5- Fatih Terim ama kaç kez Fatih Terim? Fatih Terim’in ülkenin gelmiş geçmiş en iyi teknik direktörü olduğu konusunda tartışmaya gerek yok. Ama başarının getirdiği egoyu, dokunulmazlık hissini tartışabiliriz herhalde. “Ders almam, ders veririm” mantığının zararını hocanın kendisi de çekiyor zaman zaman ama maalesef değişmiyor bu mantık. Zira değişseydi, Oğuz Çetin’in birkaç ay önce Al-Jazeera Türk’e verdiği röportajdaki(4) gibi teknik direktör yetiştirememe sıkıntısını yaşamazdık. Fatih Terim ile çalışan (antrenör olarak) ve teknik direktörlük yapan isimlerden kim var şu anda üst düzey bir takımı çalıştıran? Süper Lig takımını çalıştıran ve başarı kazanmış (sadece herhangi bir kupa değil başarıdan kastettiğim, iyi bir lig derecesi de başarıdır) bir teknik direktör var mı Fatih Terim’in yetiştirdiği? Benim bildiğim kadarıyla yok, eğer bildiğiniz varsa bana da söylersiniz. Fatih Terim sürekli farklı ünvanlarla milli takımın başına geliyor ama ne geldiğinde, ne de ayrıldığında geriye rahatça bakabileceğimiz hiç bir şey bırakmıyor. Kendisinin görev süresinde sürekli milli takımlarla ilgili yöneticiler, alt yapı teknik direktörleri değişiyor. Kimse kalıcı olmuyor. Sonuçta da plansız, programsız, şansa dayalı Euro 2008 gibi bir başarı ortaya çıkıyor. Dün yenildiğimiz İzlanda’nın dahi Euro 2016 sonrası planı belli; Lagerback’ın yerine, beraber çalıştığı Hallgrimsson tek başına yönetecek takımı. Peki biz Fatih Terim’in Euro 2016 elemeleri süresince görevi bırakıp, bırakmayacağına emin miyiz?
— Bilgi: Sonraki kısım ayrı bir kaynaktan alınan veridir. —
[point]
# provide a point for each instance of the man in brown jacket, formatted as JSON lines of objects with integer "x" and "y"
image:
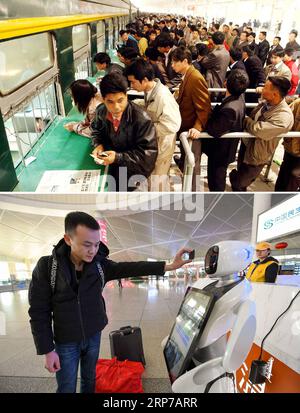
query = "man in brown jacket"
{"x": 194, "y": 105}
{"x": 266, "y": 122}
{"x": 289, "y": 173}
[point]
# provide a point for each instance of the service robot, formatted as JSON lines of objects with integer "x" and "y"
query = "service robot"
{"x": 209, "y": 357}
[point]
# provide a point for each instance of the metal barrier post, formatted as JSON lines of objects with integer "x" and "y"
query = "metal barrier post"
{"x": 189, "y": 162}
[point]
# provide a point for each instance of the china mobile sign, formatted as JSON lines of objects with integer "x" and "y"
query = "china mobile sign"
{"x": 281, "y": 220}
{"x": 103, "y": 231}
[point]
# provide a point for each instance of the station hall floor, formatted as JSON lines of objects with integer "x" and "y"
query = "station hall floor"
{"x": 151, "y": 304}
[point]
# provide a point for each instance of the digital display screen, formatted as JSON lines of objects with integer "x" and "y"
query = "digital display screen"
{"x": 190, "y": 322}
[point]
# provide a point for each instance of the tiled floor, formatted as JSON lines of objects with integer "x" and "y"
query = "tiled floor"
{"x": 151, "y": 304}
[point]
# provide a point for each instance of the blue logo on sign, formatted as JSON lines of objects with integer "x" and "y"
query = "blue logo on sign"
{"x": 268, "y": 224}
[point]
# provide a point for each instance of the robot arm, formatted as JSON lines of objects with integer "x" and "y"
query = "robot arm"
{"x": 237, "y": 348}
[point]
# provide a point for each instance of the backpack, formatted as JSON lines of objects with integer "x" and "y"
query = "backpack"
{"x": 53, "y": 264}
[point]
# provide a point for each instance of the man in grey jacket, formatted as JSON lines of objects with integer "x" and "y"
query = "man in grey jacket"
{"x": 164, "y": 112}
{"x": 216, "y": 62}
{"x": 267, "y": 122}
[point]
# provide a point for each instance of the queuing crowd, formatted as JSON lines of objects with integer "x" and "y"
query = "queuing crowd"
{"x": 175, "y": 62}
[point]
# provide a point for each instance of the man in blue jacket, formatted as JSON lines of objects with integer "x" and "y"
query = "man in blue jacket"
{"x": 67, "y": 310}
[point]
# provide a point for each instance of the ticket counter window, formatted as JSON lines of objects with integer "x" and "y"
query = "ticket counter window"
{"x": 25, "y": 127}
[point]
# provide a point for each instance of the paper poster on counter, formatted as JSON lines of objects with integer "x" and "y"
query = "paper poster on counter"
{"x": 69, "y": 181}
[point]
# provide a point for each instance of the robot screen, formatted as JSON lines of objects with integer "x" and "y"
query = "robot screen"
{"x": 190, "y": 322}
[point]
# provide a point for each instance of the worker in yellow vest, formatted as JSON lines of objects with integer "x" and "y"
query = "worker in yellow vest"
{"x": 265, "y": 269}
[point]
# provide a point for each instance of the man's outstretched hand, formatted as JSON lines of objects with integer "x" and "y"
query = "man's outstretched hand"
{"x": 178, "y": 261}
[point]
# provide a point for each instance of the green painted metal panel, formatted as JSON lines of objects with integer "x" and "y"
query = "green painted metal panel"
{"x": 60, "y": 150}
{"x": 8, "y": 177}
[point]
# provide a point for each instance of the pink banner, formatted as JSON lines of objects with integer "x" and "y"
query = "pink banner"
{"x": 103, "y": 231}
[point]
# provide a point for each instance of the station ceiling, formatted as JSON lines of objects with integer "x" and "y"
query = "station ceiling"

Sorunlar çok fazla maalesef. Beyin fırtınası yapsak madde sayısı 100’leri dahi bulabilir. Bütün bu saha içi sorunların yanında, hepimizin bildiği siyasi etkenler, adam kayırmacılık gibi sıkıntıları da düşününce gelecek için ümitlenmek kolay olmuyor. Ama yine de atalarımızın dediği gibi, umut fakirin ekmeği…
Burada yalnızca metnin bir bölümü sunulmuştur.